Mark Wickens: a tribute

As one of the founders of Wickens Tutt Southgate and latterly Brandhouse, Mark Wickens helped build one of Britain’ most successful design consultancies – one that played a significant role in the establishment of a British design ‘industry’

After studying at Kingston University, Mark Wickens started his career as a branding designer at Michael Peters and Partners in 1982. With his ability to combine creativity with strategic thinking he became known as a ‘deep-thinking designer,’ and was quickly promoted to Group Head at a time when UK design was experiencing rapid growth as it transformed itself into an ‘industry’ .

At Michael Peters he formed a close relationship with New Business Director Simon Rhind-Tutt and Strategic Planning Director Paul Southgate, and late one night at an agency party they came up with a plan to form a breakaway company. It would be a combination of brand consultancy and design agency, and it would talk and work like an ad agency, with strategic planning at its core.
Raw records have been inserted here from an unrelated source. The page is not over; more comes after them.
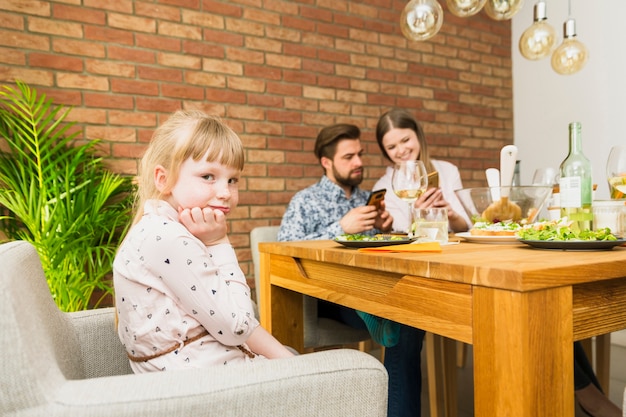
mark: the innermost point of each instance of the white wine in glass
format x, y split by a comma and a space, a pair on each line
409, 181
616, 172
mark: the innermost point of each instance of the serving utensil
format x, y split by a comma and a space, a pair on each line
493, 181
503, 209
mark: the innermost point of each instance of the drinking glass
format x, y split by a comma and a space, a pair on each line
616, 172
545, 176
409, 181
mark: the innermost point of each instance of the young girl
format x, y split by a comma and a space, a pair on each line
181, 298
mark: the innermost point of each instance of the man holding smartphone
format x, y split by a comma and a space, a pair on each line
335, 205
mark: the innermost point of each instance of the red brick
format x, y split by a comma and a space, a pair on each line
222, 8
131, 118
163, 105
12, 56
55, 62
203, 49
55, 27
124, 6
83, 82
23, 40
33, 7
80, 48
105, 67
109, 35
131, 54
162, 74
135, 87
35, 77
225, 96
158, 11
108, 101
182, 91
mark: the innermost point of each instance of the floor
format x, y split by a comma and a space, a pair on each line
465, 379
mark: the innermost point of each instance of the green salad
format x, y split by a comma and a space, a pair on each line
366, 238
561, 231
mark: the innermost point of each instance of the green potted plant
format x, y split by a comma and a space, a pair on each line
56, 194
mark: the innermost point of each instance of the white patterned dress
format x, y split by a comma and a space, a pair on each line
170, 287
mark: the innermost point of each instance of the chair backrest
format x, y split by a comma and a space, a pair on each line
38, 345
257, 235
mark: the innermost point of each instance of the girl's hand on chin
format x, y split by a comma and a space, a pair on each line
206, 224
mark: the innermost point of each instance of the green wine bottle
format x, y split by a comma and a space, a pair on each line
575, 184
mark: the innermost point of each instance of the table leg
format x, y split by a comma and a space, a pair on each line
523, 353
442, 375
281, 310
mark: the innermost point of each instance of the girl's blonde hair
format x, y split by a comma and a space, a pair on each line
186, 134
402, 119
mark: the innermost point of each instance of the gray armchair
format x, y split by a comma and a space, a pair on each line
72, 364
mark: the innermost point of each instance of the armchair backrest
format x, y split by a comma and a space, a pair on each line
38, 345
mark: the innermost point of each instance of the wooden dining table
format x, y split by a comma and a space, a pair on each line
521, 308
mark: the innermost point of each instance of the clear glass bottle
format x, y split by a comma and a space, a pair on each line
516, 174
575, 182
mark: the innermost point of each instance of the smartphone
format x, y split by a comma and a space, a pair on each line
433, 180
376, 197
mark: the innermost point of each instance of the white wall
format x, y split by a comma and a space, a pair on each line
545, 102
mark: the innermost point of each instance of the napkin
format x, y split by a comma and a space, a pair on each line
409, 247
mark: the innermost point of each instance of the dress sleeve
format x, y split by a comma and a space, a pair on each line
398, 208
206, 282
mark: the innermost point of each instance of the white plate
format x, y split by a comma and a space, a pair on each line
487, 239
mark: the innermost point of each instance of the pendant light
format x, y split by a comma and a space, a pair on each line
539, 39
571, 55
465, 8
503, 9
421, 19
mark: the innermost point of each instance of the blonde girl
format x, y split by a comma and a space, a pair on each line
181, 298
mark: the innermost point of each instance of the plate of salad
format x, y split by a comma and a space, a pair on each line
365, 241
560, 235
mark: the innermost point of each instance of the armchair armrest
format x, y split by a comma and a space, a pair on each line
329, 383
101, 349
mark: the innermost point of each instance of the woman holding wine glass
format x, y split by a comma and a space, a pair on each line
402, 141
401, 138
409, 181
616, 172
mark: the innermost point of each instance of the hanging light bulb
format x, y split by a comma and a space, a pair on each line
538, 40
571, 55
503, 9
465, 8
421, 19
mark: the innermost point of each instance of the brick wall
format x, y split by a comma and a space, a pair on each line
276, 71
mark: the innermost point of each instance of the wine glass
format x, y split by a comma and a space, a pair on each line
409, 181
616, 172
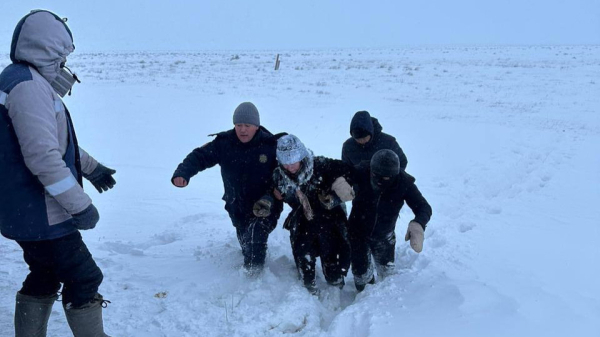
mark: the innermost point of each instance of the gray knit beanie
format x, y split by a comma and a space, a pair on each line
385, 163
290, 150
246, 113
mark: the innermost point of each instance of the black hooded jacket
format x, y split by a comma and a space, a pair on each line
359, 156
246, 168
374, 214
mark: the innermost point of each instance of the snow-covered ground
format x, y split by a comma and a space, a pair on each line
504, 143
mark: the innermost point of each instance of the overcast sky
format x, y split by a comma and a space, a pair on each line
303, 24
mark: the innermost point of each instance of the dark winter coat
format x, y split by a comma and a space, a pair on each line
325, 172
374, 214
246, 168
326, 234
359, 156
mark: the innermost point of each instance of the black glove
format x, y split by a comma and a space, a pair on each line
86, 219
262, 208
329, 201
102, 178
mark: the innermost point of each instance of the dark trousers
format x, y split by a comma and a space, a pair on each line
381, 246
253, 234
64, 260
328, 242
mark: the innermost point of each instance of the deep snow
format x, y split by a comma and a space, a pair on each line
503, 142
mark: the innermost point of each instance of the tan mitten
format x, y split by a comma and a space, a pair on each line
416, 235
342, 189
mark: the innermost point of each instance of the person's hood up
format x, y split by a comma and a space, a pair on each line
43, 40
363, 120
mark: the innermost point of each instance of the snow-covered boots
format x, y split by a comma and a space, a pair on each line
86, 321
32, 314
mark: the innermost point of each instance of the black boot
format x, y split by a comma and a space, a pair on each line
361, 287
32, 314
86, 321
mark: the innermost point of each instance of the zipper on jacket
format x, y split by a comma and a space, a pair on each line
376, 215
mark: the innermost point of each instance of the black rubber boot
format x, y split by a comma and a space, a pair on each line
32, 315
86, 321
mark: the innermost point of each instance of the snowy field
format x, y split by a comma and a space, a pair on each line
504, 143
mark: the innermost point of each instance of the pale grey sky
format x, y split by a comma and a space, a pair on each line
279, 24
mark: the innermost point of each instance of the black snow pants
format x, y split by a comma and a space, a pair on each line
326, 238
64, 260
253, 234
364, 245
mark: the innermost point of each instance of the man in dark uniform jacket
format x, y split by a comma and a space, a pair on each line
368, 138
246, 155
380, 195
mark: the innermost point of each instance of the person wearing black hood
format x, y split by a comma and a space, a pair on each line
380, 195
368, 138
246, 155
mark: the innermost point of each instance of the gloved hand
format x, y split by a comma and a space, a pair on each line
363, 166
179, 181
262, 208
86, 219
415, 234
102, 178
342, 189
329, 201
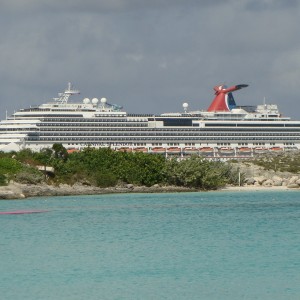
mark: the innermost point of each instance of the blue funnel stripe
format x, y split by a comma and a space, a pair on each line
230, 101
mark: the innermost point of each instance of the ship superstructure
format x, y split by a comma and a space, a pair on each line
223, 130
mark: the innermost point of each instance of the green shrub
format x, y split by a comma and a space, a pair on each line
29, 176
105, 179
3, 180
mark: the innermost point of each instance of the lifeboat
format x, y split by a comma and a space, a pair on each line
72, 150
260, 150
226, 150
140, 149
206, 149
174, 150
276, 149
125, 149
159, 150
244, 149
190, 150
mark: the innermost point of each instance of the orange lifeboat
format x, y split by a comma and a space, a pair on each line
125, 149
276, 149
158, 150
206, 149
260, 150
174, 150
244, 150
226, 150
190, 150
140, 149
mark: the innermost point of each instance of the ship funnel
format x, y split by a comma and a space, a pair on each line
224, 100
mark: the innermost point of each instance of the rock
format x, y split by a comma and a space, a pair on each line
260, 179
293, 186
277, 183
268, 182
249, 181
293, 179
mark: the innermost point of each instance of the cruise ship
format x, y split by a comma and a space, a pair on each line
223, 130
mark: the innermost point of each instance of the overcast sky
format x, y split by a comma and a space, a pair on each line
150, 55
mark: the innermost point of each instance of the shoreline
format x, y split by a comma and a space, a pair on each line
15, 191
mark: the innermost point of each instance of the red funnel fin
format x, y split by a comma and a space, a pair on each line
224, 100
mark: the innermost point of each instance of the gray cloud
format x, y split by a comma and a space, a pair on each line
149, 56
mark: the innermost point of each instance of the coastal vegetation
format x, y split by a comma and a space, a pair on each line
107, 168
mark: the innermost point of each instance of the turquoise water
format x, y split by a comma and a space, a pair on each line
216, 245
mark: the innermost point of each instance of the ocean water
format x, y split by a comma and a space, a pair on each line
216, 245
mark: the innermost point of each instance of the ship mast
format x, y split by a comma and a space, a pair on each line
64, 97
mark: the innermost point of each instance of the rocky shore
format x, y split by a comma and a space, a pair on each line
20, 191
256, 178
259, 177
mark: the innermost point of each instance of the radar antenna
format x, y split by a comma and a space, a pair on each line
64, 97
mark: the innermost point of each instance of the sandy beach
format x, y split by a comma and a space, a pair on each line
21, 191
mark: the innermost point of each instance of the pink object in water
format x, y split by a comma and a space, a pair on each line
19, 212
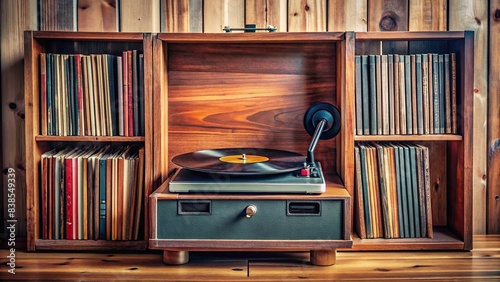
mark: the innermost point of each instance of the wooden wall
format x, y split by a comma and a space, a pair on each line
482, 16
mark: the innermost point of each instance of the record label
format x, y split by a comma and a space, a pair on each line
243, 159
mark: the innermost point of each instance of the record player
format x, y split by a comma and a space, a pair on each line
254, 198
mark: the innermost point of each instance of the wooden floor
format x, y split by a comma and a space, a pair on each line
483, 263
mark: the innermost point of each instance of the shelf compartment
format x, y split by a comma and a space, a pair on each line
430, 137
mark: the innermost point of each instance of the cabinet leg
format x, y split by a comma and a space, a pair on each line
175, 257
323, 257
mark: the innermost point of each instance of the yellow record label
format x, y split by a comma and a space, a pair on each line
243, 159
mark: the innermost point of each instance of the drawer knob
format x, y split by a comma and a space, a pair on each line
250, 210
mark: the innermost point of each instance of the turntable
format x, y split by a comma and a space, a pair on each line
254, 199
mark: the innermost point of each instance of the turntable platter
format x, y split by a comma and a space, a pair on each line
241, 161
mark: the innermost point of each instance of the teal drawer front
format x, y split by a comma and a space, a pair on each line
226, 219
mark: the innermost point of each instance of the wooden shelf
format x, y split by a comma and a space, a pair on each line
430, 137
86, 43
443, 239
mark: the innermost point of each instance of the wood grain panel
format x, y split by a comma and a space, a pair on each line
427, 15
347, 15
16, 16
266, 12
304, 15
220, 13
473, 15
176, 15
493, 196
140, 15
480, 264
196, 15
57, 15
97, 15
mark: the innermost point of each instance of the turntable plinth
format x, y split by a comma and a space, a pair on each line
318, 223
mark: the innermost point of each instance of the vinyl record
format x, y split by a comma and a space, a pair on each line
241, 161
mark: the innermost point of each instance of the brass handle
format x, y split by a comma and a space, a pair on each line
250, 211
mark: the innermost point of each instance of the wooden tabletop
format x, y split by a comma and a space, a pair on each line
482, 263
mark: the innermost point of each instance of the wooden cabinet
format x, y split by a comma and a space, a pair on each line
38, 141
450, 153
248, 90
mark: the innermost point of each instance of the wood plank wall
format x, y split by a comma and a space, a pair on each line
482, 16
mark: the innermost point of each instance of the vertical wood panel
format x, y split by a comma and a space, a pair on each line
97, 15
220, 13
306, 15
277, 14
493, 200
140, 15
427, 15
182, 16
266, 12
348, 15
57, 15
15, 17
473, 15
387, 15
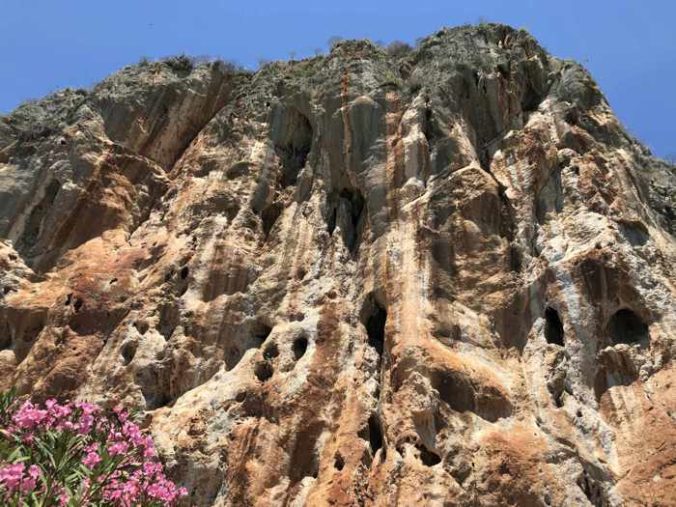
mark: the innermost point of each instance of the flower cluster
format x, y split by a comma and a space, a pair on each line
76, 454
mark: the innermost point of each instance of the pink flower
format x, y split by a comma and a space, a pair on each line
87, 408
121, 413
85, 424
34, 471
118, 448
91, 460
93, 447
151, 468
28, 416
11, 475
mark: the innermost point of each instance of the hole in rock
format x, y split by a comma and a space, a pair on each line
263, 371
38, 214
128, 351
271, 351
375, 434
455, 390
338, 462
293, 142
347, 212
591, 490
374, 318
428, 457
553, 327
627, 327
141, 326
304, 460
261, 332
299, 347
635, 232
5, 338
270, 215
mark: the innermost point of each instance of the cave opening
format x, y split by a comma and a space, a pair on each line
346, 210
627, 327
428, 457
292, 145
263, 371
374, 318
375, 435
553, 327
299, 347
128, 351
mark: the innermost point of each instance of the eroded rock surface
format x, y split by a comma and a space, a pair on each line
443, 277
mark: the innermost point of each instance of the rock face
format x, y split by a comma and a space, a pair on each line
442, 276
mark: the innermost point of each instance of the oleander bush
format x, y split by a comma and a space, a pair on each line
76, 454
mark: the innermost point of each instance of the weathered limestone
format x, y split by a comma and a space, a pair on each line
438, 278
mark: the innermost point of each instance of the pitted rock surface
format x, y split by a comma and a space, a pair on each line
436, 277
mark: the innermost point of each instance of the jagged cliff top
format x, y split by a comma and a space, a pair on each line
442, 276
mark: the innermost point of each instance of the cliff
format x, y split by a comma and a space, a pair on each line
442, 276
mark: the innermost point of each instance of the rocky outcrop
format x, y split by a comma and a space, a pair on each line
441, 277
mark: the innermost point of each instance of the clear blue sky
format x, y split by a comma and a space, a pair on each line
629, 45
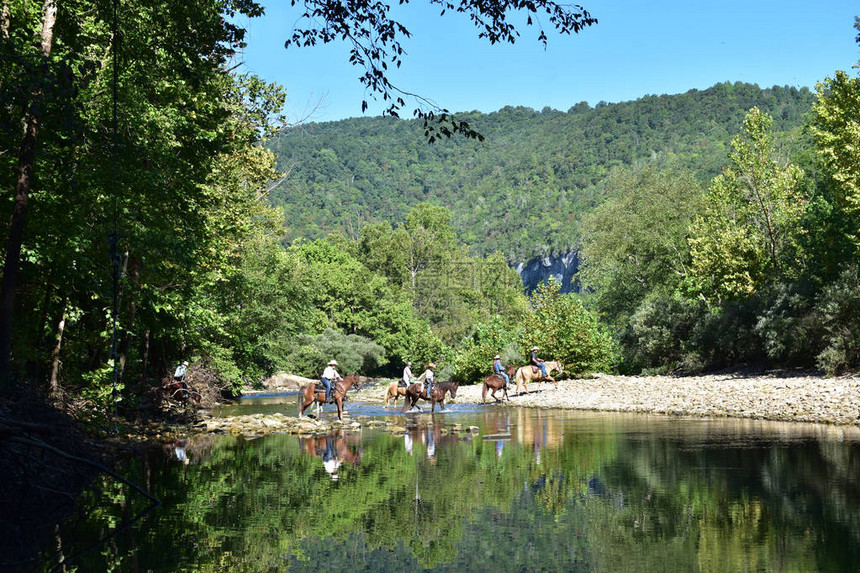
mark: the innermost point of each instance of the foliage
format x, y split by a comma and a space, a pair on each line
635, 243
657, 336
839, 306
523, 190
354, 353
750, 231
836, 127
473, 357
564, 330
375, 42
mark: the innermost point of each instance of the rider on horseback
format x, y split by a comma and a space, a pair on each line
428, 379
535, 361
330, 378
499, 370
407, 378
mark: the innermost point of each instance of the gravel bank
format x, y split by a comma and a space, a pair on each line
785, 397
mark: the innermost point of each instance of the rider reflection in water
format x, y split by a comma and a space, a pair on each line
330, 460
431, 445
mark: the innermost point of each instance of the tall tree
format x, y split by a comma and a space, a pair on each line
749, 234
836, 127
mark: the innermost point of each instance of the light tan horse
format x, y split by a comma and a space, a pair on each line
315, 393
395, 390
526, 374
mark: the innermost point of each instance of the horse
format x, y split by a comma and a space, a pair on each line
314, 393
437, 394
526, 373
395, 390
495, 382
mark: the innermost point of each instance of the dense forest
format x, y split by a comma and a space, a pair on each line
523, 189
162, 212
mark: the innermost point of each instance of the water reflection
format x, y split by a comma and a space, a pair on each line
528, 490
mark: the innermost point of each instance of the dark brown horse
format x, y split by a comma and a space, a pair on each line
437, 394
496, 382
395, 390
315, 393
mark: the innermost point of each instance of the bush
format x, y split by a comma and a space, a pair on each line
789, 328
474, 357
353, 353
839, 309
657, 336
564, 330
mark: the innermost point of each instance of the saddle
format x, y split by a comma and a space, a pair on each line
320, 389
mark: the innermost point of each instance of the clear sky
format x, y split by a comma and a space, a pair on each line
637, 48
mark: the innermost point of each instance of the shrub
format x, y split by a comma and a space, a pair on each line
839, 307
353, 353
564, 330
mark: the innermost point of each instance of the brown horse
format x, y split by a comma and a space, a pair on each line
495, 382
437, 394
527, 373
395, 390
312, 393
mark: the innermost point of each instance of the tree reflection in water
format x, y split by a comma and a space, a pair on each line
532, 490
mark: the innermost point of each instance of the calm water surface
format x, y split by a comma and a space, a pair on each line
533, 490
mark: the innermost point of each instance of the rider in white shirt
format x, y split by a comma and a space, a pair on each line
428, 378
330, 378
408, 378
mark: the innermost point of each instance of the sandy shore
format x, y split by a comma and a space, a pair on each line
784, 397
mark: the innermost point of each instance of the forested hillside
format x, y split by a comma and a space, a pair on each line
523, 189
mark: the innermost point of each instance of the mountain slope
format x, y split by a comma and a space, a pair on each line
523, 190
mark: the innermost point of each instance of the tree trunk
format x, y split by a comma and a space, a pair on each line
26, 160
54, 388
134, 276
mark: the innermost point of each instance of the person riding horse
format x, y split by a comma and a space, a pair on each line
535, 361
329, 379
428, 379
407, 378
499, 370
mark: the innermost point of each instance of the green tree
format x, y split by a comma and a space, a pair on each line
634, 244
750, 232
836, 127
564, 330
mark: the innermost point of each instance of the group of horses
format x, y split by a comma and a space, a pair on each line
315, 393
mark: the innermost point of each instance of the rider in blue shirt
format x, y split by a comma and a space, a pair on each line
535, 361
499, 369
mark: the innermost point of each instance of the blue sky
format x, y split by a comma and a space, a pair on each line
637, 48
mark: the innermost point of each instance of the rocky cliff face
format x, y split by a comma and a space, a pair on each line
561, 267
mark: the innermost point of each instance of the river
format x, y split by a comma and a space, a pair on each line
485, 489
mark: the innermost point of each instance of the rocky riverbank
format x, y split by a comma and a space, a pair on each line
783, 396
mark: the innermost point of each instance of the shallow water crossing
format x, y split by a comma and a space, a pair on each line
480, 489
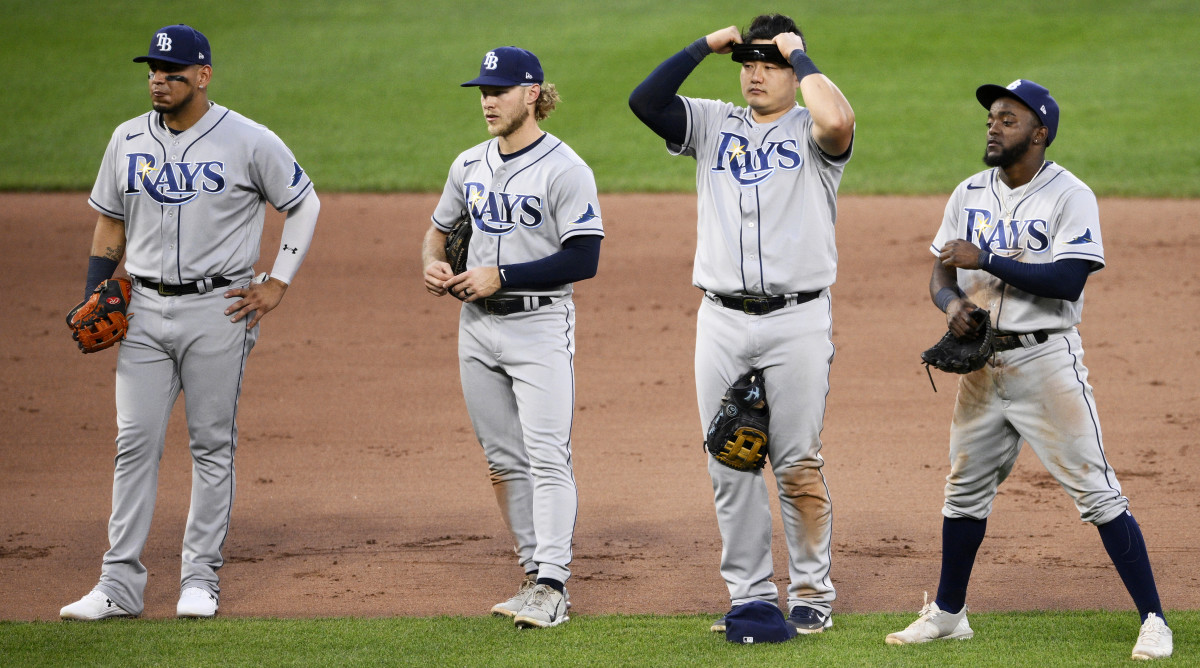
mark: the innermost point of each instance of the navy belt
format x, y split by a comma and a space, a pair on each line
186, 288
762, 306
1012, 341
505, 306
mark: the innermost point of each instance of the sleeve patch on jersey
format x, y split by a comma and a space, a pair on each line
297, 175
589, 215
1086, 238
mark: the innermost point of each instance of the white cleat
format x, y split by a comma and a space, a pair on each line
934, 624
196, 602
513, 606
96, 605
1155, 641
545, 608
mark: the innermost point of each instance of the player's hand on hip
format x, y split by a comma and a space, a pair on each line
958, 317
436, 275
257, 299
789, 42
723, 40
960, 254
475, 283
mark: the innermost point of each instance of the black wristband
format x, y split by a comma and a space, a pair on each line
802, 65
699, 49
99, 270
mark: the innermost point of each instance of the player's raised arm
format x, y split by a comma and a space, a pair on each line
833, 119
655, 101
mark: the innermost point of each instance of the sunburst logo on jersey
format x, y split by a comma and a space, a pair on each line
1086, 238
589, 215
983, 224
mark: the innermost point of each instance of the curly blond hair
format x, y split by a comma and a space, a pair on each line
546, 101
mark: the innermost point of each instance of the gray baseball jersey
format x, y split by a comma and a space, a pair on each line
525, 209
750, 178
766, 206
193, 203
517, 371
1045, 398
1053, 217
193, 208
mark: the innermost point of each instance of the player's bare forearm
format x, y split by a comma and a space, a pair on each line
958, 310
723, 40
833, 118
433, 259
108, 240
257, 298
475, 283
960, 254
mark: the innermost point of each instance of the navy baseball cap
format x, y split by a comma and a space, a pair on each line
181, 44
757, 621
1035, 96
508, 66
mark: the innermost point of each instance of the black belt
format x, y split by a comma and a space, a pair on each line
1008, 342
186, 288
504, 306
762, 306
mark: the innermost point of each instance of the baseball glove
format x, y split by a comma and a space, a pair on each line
737, 435
459, 242
963, 355
100, 320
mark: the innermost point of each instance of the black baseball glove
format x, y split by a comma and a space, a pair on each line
459, 242
953, 354
737, 435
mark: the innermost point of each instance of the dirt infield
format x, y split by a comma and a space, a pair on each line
363, 492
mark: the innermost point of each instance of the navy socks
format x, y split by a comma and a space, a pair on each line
961, 539
1125, 545
553, 584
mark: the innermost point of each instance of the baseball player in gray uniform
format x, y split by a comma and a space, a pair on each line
537, 230
767, 179
180, 196
1020, 240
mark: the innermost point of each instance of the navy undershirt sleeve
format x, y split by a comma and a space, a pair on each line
1057, 280
655, 101
577, 260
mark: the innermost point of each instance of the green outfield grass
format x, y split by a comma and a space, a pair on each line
366, 91
1002, 641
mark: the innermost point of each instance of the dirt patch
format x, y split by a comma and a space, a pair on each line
363, 492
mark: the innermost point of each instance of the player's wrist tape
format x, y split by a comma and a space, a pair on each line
803, 65
99, 270
945, 296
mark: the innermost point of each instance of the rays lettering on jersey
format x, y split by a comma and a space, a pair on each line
1003, 238
499, 214
755, 166
173, 182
Such an approach was to become a model for the more commercial end of the UK design scene for the coming decades.

In October 1989, after months of kitchen-table planning, the partners put their houses up for security and Wickens Tutt Southgate was born. In just three years it became a top ten UK design agency and a magnet for some of the best talent in the industry, concentrating on FMCG packaging and branding.

Notably, in the late 1990s WTS was given the task of redesigning Tango, a failing soft drink brand. Mark and his colleagues came up with a simple but powerful idea: they would turn it into ‘the soft drink that acts like a lager.’ It led to one of the most famous and effective branding and marketing strategies of the past half-century which HHCL turned into some of the most memorable advertising ever seen.

Tango: 1992

WTS was eventually transformed into Brandhouse, which is still one of the leading brand agencies today.

Mark was diagnosed with bowel cancer in 2016. According to colleagues “he approached his illness with positivity, courage and resilience”. He died at home peacefully, with his family. He is survived by his wife Anne and his daughters Polly and Hannah.

Mark Wickens

In a statement, Brandhouse say “He will be sorely missed by family and friends, and by his clients and colleagues, who have many happy memories working with him. We’ll miss his kindness, his generosity, his brilliance and his unbreakable spirit.”